Rhythm And Sound - the Berlin half of tonight’s equation - are Mark Ernestus and Moritz von Oswald, they of the almost mythical Chain Reaction label, Basic Channel and a number of other solo monikers. Together with their own output, the electronic music they’ve fostered has been characterised both by a trenchant minimalism and a remarkable attention to texture (think calcified moss, concrete dust, barnacle encrustations, fog-bound architectures). Since the turn of the millenium their attention has turned almost exclusively to constructing a bridge over the once yawning chasm between reggae and minimal techno. The resulting music bears the trademarks of their earlier output, but succeeds in delving deeper than their previous output. The organisers indicate that they’ll be playing all night, and I wonder what to expect. On arrival at the venue sometime after 11pm, we check out the main room and encounter minimal activity so we adjourn to the bar. Returning an hour or so later two guys dressed in black are onstage. The music fits the minimal techno template to a tee: merciless 4/4 rhythms pound braincells into submission and small changes raise rapt cheers from the packed audience. Too packed in fact – after trying several different locations I find myself increasingly frustrated at the number of people pushing backwards and forwards, ultimately making it impossible for me to lose myself in the music. The situation’s not helped by the awful smell of stagnant water that suffuses the back half of the large space.

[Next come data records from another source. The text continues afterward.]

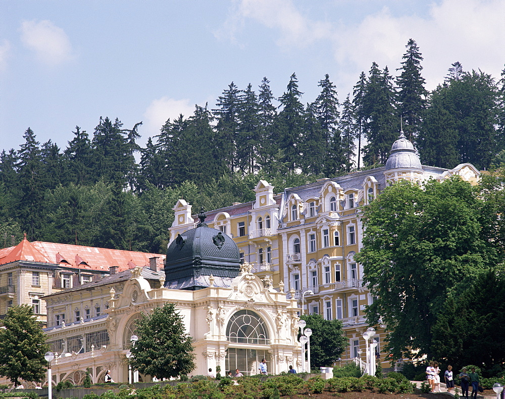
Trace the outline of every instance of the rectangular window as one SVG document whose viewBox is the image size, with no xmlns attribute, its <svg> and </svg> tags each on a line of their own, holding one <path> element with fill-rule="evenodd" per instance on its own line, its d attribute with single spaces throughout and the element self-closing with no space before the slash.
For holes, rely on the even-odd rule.
<svg viewBox="0 0 505 399">
<path fill-rule="evenodd" d="M 326 248 L 330 246 L 330 231 L 328 229 L 323 230 L 323 246 Z"/>
<path fill-rule="evenodd" d="M 335 282 L 338 282 L 340 280 L 340 265 L 335 265 Z"/>
<path fill-rule="evenodd" d="M 238 222 L 238 235 L 239 237 L 245 235 L 245 222 Z"/>
<path fill-rule="evenodd" d="M 330 280 L 331 279 L 331 272 L 330 270 L 329 266 L 324 267 L 324 283 L 329 284 Z"/>
<path fill-rule="evenodd" d="M 91 276 L 81 276 L 81 281 L 82 284 L 85 283 L 89 283 L 91 281 Z"/>
<path fill-rule="evenodd" d="M 309 215 L 311 217 L 316 216 L 316 203 L 314 202 L 309 203 Z"/>
<path fill-rule="evenodd" d="M 32 300 L 32 307 L 33 313 L 38 315 L 40 313 L 40 300 Z"/>
<path fill-rule="evenodd" d="M 311 275 L 312 276 L 312 286 L 316 287 L 318 285 L 317 283 L 317 271 L 316 270 L 313 270 L 311 272 Z"/>
<path fill-rule="evenodd" d="M 40 285 L 40 274 L 38 272 L 32 272 L 32 285 Z"/>
<path fill-rule="evenodd" d="M 72 276 L 70 274 L 62 275 L 62 286 L 64 288 L 71 288 L 70 281 Z"/>
<path fill-rule="evenodd" d="M 352 300 L 352 307 L 351 308 L 351 312 L 352 314 L 351 316 L 352 317 L 355 317 L 358 316 L 358 300 Z"/>
<path fill-rule="evenodd" d="M 309 246 L 311 252 L 316 252 L 316 234 L 309 234 Z"/>
<path fill-rule="evenodd" d="M 342 315 L 343 314 L 342 313 L 342 300 L 337 300 L 335 301 L 336 305 L 336 308 L 335 308 L 335 312 L 336 313 L 337 318 L 338 319 L 342 318 Z"/>
<path fill-rule="evenodd" d="M 327 301 L 325 303 L 325 317 L 327 320 L 331 320 L 331 301 Z"/>
<path fill-rule="evenodd" d="M 355 231 L 354 226 L 349 226 L 347 227 L 349 231 L 349 243 L 351 245 L 356 243 L 356 232 Z"/>
</svg>

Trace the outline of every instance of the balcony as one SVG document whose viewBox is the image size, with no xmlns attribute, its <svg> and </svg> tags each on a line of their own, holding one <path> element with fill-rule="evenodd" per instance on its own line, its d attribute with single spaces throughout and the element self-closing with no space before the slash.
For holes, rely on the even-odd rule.
<svg viewBox="0 0 505 399">
<path fill-rule="evenodd" d="M 260 272 L 270 272 L 272 271 L 272 264 L 271 263 L 262 263 L 260 265 L 255 265 L 252 267 L 251 271 L 252 273 L 259 273 Z"/>
<path fill-rule="evenodd" d="M 270 228 L 253 230 L 249 232 L 249 239 L 261 238 L 262 237 L 270 237 L 273 235 L 272 230 Z"/>
<path fill-rule="evenodd" d="M 3 287 L 0 287 L 0 295 L 3 295 L 4 294 L 13 294 L 16 293 L 15 287 L 14 285 L 5 285 Z"/>
<path fill-rule="evenodd" d="M 286 257 L 287 263 L 299 263 L 301 262 L 301 254 L 288 254 Z"/>
<path fill-rule="evenodd" d="M 356 278 L 351 278 L 348 280 L 342 280 L 337 281 L 331 284 L 335 290 L 348 289 L 349 288 L 361 288 L 363 286 L 363 280 Z"/>
<path fill-rule="evenodd" d="M 344 327 L 346 326 L 355 326 L 357 324 L 366 324 L 367 319 L 364 316 L 355 316 L 354 317 L 346 317 L 340 319 Z"/>
</svg>

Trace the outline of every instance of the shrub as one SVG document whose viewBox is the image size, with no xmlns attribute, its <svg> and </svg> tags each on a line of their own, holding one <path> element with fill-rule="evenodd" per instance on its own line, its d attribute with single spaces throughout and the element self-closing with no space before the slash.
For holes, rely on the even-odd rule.
<svg viewBox="0 0 505 399">
<path fill-rule="evenodd" d="M 360 366 L 354 363 L 347 363 L 339 369 L 333 369 L 333 377 L 356 377 L 363 375 L 363 372 Z"/>
</svg>

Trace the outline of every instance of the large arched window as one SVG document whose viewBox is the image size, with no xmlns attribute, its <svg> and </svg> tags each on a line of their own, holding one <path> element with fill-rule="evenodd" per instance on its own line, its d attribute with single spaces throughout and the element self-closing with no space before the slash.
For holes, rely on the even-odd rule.
<svg viewBox="0 0 505 399">
<path fill-rule="evenodd" d="M 230 319 L 226 327 L 226 337 L 230 343 L 268 345 L 270 340 L 267 326 L 257 314 L 250 310 L 240 310 Z"/>
</svg>

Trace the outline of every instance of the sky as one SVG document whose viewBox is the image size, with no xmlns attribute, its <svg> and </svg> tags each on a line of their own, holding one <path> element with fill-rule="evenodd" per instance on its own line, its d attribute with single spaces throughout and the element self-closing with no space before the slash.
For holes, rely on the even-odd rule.
<svg viewBox="0 0 505 399">
<path fill-rule="evenodd" d="M 307 103 L 328 74 L 343 102 L 372 62 L 395 75 L 411 38 L 429 90 L 456 61 L 499 80 L 505 1 L 0 0 L 0 151 L 29 127 L 64 149 L 100 117 L 142 121 L 144 146 L 232 81 L 265 76 L 279 97 L 295 73 Z"/>
</svg>

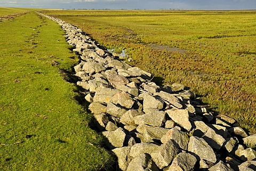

After an hour or two building up a sweat (and a fair amount of annoyance), it’s back to the bar situated at one end of the chillout room. We bump into Sheikh Ahmed, editor of the now defunct Absorb and now one-man Failme.net blogger. We ask him who we’ve just been jogging our guts out to, and in inimitable Sheikh style he responds along the lines of ‘Who knows, a couple of techno DJs’. Rhythm And Sound are playing the chillout room and their set turns out to be exclusively comprised of dub reggae 7s and 12s. Almost nobody’s dancing except Sheikh and his friends. We join his little group and the wide open spaces opened up by the music are like bobbing about in cool blue water on a hot summer’s day. The radical deconstruction, the structural playfulness, the brilliant, intuitive exploration of space and the sudden, unexpected changes add up to the antithesis of the relentless, anonymous techno pounding away in the other room.

Jeff Mills is due on at 3am. A founding member of Underground Resistance, along with Robert Hood and Mad Mike Banks, Mills has since assembled an impressive body of solo work. This will be my first experience of his DJ set, but by reputation he’s a quicksilver vinyl manipulator, cutting between tracks at a rate of knots. We depart the relaxed atmosphere of the chillout room for the main hall once again and push our way - like all the others – onto the floor. To our disappointment we discover he’s playing virtually the same kind of music, delivered in the same style, as his nameless predecessors. Just after 4am we concede defeat and retreat. Perhaps the set picked up in the last hour, but we’d done our best. Writing this review more than a month later, I’m still struck by the disparity between the richly variegated dub plates and the remorseless onslaught playing side by side. Maximalism and minimalism, two extremes of music related by unexpected histories and Rhythm And Sound in the chillout room.